10. Al-Qur'an memvonis fasiq kepada muslim yang menjadikan kafir sebagai pemimpin
QS. 5. Al-Maa-idah : 80-81.
"Kamu melihat kebanyakan dari mereka tolong-menolong dengan orang-orang yang kafir (musyrik). Sesungguhnya amat buruklah apa yang mereka sediakan untuk diri mereka, yaitu kemurkaan Allah kepada mereka; dan mereka akan kekal dalam siksaan. Sekiranya mereka beriman kepada Allah, kepada Nabi dan kepada apa yang diturunkan kepadanya (Nabi), niscaya mereka tidak akan mengambil orang-orang musyrikin itu menjadi penolong-penolong, tapi kebanyakan dari mereka adalah orang-orang yang FASIQ."
11. Al-Qur'an mengancam azab bagi yang jadikan kafir sbg Pemimpin / Teman Setia
QS. 58. Al-Mujaadilah : 14-15.
"Tidakkah kamu perhatikan orang-orang yang menjadikan suatu kaum yang dimurkai Allah sebagai teman ? Orang-orang itu bukan dari golongan kamu dan bukan (pula) dari golongan mereka.
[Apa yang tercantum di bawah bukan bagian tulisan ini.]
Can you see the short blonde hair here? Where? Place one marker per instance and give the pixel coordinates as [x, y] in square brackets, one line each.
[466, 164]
Dan mereka bersumpah untuk menguatkan kebohongan, sedang mereka mengetahui. Allah telah menyediakan bagi mereka AZAB yang sangat keras, sesungguhnya amat buruklah apa yang telah mereka kerjakan."
12. Al-Qur'an memvonis ZALIM kepada muslim yang menjadikan kafir sebagai pemimpin
QS. 5. Al-Maa-idah : 51.
"Hai
orang-orang yang beriman, janganlah kamu mengambil orang-orang Yahudi
dan Nasrani menjadi pemimpin-pemimpin(mu); sebahagian mereka adalah
pemimpin bagi sebahagian yang lain. Barangsiapa diantara kamu mengambil
mereka menjadi pemimpin, maka sesungguhnya orang itu termasuk golongan
mereka. Sesungguhnya Allah tidak memberi petunjuk kepada orang-orang
yang ZALIM."
itulah, dalil dalil dalam al qur'an yang melarang orang muslim memilih pemimping orang non muslim. Masih tetep mau memilih orang non muslim untuk menjadikan pemimpin? Kenapa di al qur'an hanya disebutkan "pemimpin" saja? karena apapun itu, bila pemimpinnya sampah, hanya akan melahirkan sampah juga. Jangan biarkan ego menguasaimu, jika udah tau ya diterima aja.
DAN JIKA KAMU TIDAK MEMATUHI DAN PERCAYA PADA DALIL - DALIL ALLAH, MAKA ITU BUKAN UNTUKMU.
Azab menunggu kalian bagi orang orang yang melenceng dari ajaran allah SWT.